The Texas regional seminar offered Levels 1 and 2 as well as two SPAR classes. When we started at our classroom, under a pavilion, at the beginning of the week, it was cold! We had coats on and made sure we were in the sun. Fortunately the classroom part is only half a day and rather interactive, such as with splinting your partner with things from your cave pack.

 In the afternoon it was time for stations, when groups of four rotated through four stations. This one is releasable redirect, or in other words, how to get someone up and over the picnic table.

Traveling haul was another one. You can see the awe and amazement about learning this technique. (I seem to have caught a lot of funny expressions!)

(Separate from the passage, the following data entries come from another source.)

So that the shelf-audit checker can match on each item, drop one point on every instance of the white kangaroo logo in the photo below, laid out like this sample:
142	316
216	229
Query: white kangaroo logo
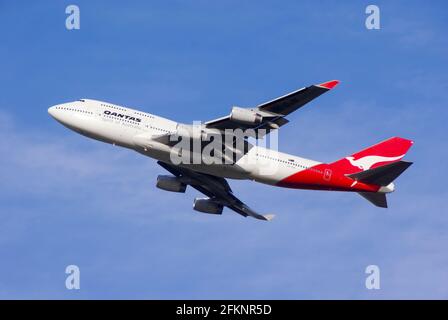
367	162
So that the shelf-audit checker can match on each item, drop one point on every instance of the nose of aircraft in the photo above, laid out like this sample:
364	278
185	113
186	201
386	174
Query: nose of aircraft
51	111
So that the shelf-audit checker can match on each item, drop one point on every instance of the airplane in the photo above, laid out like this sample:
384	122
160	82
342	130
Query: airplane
369	172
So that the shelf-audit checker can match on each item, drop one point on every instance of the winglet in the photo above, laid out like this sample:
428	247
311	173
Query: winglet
269	217
329	84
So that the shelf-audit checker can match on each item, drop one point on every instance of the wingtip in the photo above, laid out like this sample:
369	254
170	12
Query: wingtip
329	84
269	217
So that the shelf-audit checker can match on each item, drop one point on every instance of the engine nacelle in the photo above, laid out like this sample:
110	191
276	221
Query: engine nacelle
207	205
170	183
246	116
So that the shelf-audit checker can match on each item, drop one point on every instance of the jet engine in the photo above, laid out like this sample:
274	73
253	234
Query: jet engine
246	116
170	183
207	205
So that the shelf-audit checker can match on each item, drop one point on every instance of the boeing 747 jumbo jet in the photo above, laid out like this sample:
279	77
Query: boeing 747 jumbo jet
203	155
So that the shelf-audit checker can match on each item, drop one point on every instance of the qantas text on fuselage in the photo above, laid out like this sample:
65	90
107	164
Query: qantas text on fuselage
369	172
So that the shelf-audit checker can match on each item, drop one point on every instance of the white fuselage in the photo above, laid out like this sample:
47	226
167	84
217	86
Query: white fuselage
135	130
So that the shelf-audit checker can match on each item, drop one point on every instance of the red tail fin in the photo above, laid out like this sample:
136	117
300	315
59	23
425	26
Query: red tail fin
385	152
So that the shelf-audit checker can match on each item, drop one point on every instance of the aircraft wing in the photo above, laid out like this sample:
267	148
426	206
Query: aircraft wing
215	188
272	113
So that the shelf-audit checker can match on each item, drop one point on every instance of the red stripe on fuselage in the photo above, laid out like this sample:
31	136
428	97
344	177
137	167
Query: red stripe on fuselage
324	177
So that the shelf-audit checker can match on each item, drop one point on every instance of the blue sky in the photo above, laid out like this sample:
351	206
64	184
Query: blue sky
66	200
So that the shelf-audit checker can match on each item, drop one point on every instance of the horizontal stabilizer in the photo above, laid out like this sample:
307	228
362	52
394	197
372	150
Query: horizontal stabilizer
383	175
378	199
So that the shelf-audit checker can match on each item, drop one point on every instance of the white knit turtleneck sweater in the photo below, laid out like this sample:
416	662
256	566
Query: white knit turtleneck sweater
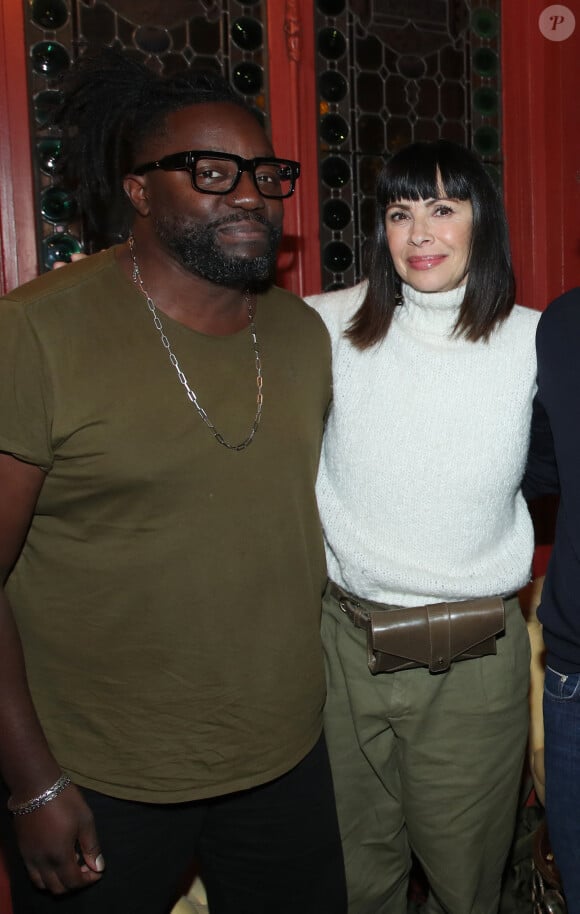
424	451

Later it was time for minimal gear. How little gear do you need to climb a rope?

 The next day we went out to some cliffs. I was in charge of the crack and crevice portion, and we had a really cool place to practice.

The third and last day we had scenarios, and the students rotated through three caves, solving a problem in each. The instructors split up and stayed in the same cave each day, and it was really interesting to see the different ways students solved the problems. Below they've rigged a diminishing loop to a haul system that can be hauled by a climber, which we've nicknamed the Dragon.

It can be a little awkward. But essentially just one person can carry out the rescue as long as the patient is conscious and doesn't have too serious of injuries.

 We finished one class and started right after dinner with the next class. Fortunately the weather had warmed up, so the next day we were even able to go down to short sleeves. Below, students figure out how to convert-to-lower off bolts. In other words, a rope is connected to bolts, and someone gets stuck on it. How can you quickly get them off the weighted rope and lower them to the ground with another rope?

There's more than one way to do it! We always like to practice the scenarios first in a somewhat controlled environment (not far from the ground), then the next day we step it up at short cliffs or caves, and the last day the students have to figure out what method to use.

 Part of the training included an alpine single rope technique (SRT) course, with rebelays, J-hangs, and even a guided rappel. Your climbing system has to be well-adjusted to do the course efficiently.

The guided rappel was my favorite. You basically rappel diagaonally.

 On cliff day I was at the Dragon station. We drew out the rigging and talked about it, had a demo, and then the students got to try it for real.

 Another station was climbing and rappelling counterbalances, a slick technique that doesn't require a lot of people either.

 On scenario day, the instructors switched up caves. I was the "bat," or invisible instructor fluttering around and checking rigging. Another instructor was on the small party trip, and he unfortunately got injured (in the scenario).

The students figured out how to splint him and get him out with minimal gear.

 At the end of a very fun class we set up for a class photo. Except the students decided to run away.

Fortunately they came back again.
It was a really fun week with great people and nice caves. I learned a few new techniques and am re-energized to keep learning more about cave rescue. You can learn more about cave rescue at the NCRC website.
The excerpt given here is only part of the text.